At a time when most data visualization remained two-dimensional, the 3DTF represented a radical proposition — that architecture itself could become an interface for understanding complex systems.
MarkeTrac and OrderTrac
The success of the 3DTF led to two subsequent projects: MarkeTrac and OrderTrac, developed between 2000 and 2001, which brought the virtual trading floor to the web. MarkeTrac allowed remote users to monitor real-time market data through the same spatial interface from a personal computer, while OrderTrac enabled online stock trading within the environment. Though other platforms were beginning to offer real-time data online, MarkeTrac was among the first to include a substantial data visualization component — extending Asymptote’s architectural thinking into the emerging landscape of internet-based finance.

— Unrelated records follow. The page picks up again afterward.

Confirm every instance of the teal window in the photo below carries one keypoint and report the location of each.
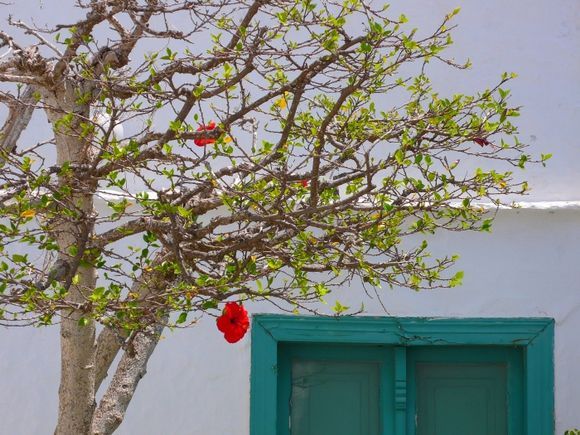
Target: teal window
(405, 376)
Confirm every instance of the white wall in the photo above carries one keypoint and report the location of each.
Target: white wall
(199, 384)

September 11 and the Reopening of the Markets
The 3DTF assumed an unexpected and critical role following the September 11, 2001 attacks on New York. In the days after the towers fell, with lower Manhattan shut down and the exchange closed, the command center housing Asymptote’s virtual environment became the first operational space used to test whether the NYSE’s trading systems could be safely brought back online. Staff used the 3DTF to run simulations and systems checks, verifying that the exchange infrastructure was intact and capable of handling the volume that would follow reopening. The work performed in Asymptote’s environment helped assure that the markets reopened on September 17, 2001 — a pivotal moment in the city’s recovery.
Legacy
The NYSE 3DTF anticipated by more than a decade the concepts now commonplace in data science and digital infrastructure: the digital twin, the immersive dashboard, the spatial interface. At the time of its launch in 1999, the project drew both acclaim and skepticism — some interface designers questioned whether a three-dimensional environment was truly more legible than conventional displays. But the 3DTF was used operationally by NYSE staff for years, and its significance as both a technological and architectural achievement has only grown. The complete project records — including Silicon Graphics image files, VRML environments, presentation materials, and press documentation — were acquired by the Canadian Centre for Architecture in Montreal as part of its Archaeology of the Digital research program, recognizing the 3DTF as a landmark in the history of computational design.
Credits
- Architects: Hani Rashid and Lise Anne Couture, Philippe Barman, Sabine Muller, Jan Loeken, David Serero, Tobias Wallisser, Gemma Koppen, Suzanne Song, Takeshi Okada, Carlos Ballestri, Remo Burkhard, Florian Baier, Florian Pfeifer
- Client: New York Stock Exchange, Securities Industries Automation Corporation (SIAC)
- Programmers: SIAC, Brooklyn, New York; RT-Set, Tel Aviv, Israel
- Software: Alias, Cosmo Worlds VRML, Adobe Photoshop, Adobe Premiere
- Hardware: Silicon Graphics O2 and SGI Onyx computers
- Date: 1997–2000
- Images: Courtesy of the New York Stock Exchange
- Archive: Canadian Centre for Architecture, Montreal — View CCA Archive →
CCA Archive
The complete NYSE project records — approximately 50,600 digital files (73.2 GB), 71 drawings, 43 optical discs, and 32 folders of textual material — were acquired by the Canadian Centre for Architecture in Montreal. The archive documents the full arc of the project from 1991 to 2009, including Silicon Graphics databases, VRML environments, CAD files (Maya, Alias, Microstation, Form-Z), video demonstrations, presentation materials, correspondence, and press documentation. The collection encompasses the 3DTF, MarkeTrac, OrderTrac, and the Advanced Trading Floor Command Center.